Now, let's determine the functions f(x) and g(x) to set up the integrals.

1. f(x) corresponds to the graph x+2y=9. Rearrange the equation to solve for y:
y = (9 - x)/2

2. g(x) corresponds to the graph x+6=y^2. Take the square root of both sides:
y = sqrt(x+6)

Therefore, f(x) = (9 - x)/2 and g(x) = sqrt(x+6).

To find the area between the graphs, integrate f(x) and g(x) with respect to x between suitable x-values.

∫[a,b]f(x)dx + ∫[b,c]g(x)dx

In this case, you have correctly determined the x-values:
a = 3
b = 19

However, there seems to be a mistake in your functions f(x) and g(x).

Instead, the correct functions for this problem are:

f(x) = sqrt(x+6) and g(x) = (9 - x)/2

So, to compute the area, you need to evaluate the following integral:

∫[3,19]sqrt(x+6)dx + ∫[19,c](9 - x)/2 dx

Evaluate these integrals individually and calculate their sum.

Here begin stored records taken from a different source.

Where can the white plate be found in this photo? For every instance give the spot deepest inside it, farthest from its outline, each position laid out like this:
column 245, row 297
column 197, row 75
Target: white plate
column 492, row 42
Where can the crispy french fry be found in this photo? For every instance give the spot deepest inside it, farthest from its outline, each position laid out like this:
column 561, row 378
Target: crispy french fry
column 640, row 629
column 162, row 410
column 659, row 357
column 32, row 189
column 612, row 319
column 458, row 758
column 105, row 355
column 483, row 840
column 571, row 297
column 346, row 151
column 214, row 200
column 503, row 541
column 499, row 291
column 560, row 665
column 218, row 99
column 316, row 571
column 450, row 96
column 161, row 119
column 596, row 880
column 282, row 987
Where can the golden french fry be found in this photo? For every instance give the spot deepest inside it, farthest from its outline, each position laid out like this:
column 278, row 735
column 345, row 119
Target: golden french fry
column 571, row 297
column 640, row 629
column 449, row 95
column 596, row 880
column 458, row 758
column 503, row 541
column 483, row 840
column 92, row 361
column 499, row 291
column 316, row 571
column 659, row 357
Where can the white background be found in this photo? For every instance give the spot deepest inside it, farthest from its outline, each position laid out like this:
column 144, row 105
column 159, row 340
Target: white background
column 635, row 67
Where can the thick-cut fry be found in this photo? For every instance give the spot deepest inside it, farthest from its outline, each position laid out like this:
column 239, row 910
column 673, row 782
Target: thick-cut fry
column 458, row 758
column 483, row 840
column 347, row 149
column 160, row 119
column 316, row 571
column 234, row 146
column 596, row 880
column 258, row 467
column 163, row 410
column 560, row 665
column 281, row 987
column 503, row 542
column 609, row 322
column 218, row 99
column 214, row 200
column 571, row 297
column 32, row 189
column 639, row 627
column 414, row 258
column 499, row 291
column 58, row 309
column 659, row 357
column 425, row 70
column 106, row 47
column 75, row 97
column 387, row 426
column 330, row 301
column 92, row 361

You appear to have found their intersection correct as

(3,3) and (19,-5)

USING VERTICAL SLICES:
y^2 = x+6
so y = ± √(x+6) = ± (x+6)^(1/2)

so for the part from -6 to 3
height = (x+6)^ - ( -(x+6)^(1/2)
= 2(x+6)^(1/2)
integral of that is (4/3)(x+6)^(3/2)
area of part 1
= (4/3)(9)^(3/2) - (0)
= 36
2nd part of the region:
heigh = (1/2)(9-x) - (-(x+6)^(1/2) )
= (1/2)( (9-x) + (x+6)^(1/2) )
integral of that is
(1/2) ( 9x - x^2/2 + (2/3)(x+6)^(3/2) )
evaluated from 3 to 19
= (1/2) [ 171 - 361/2 + (2/3)(125) - (27 - 9/2 + (2/3)(27) ]
= 50/3

better check my arithmetic, I was too lazy to write it out first.
So the area of the enclosed region using vertical slices = 36 + 50/3 = 158/3

USING HORIZONTAL SLICES:
width of a slice = 9-2y - (y^2 - 6)
= 15 - 2y - y^2
Area = ∫(15-2y-y^2) dy from -5 to 3
= [15y - y^2 - y^3/3] from -5 yo 3
= 45 - 9 - 27/3 - (-75 - 25 + 125/3)
= 256/3

ARGGG!! , error somewhere , sorry, perhaps you can spot it .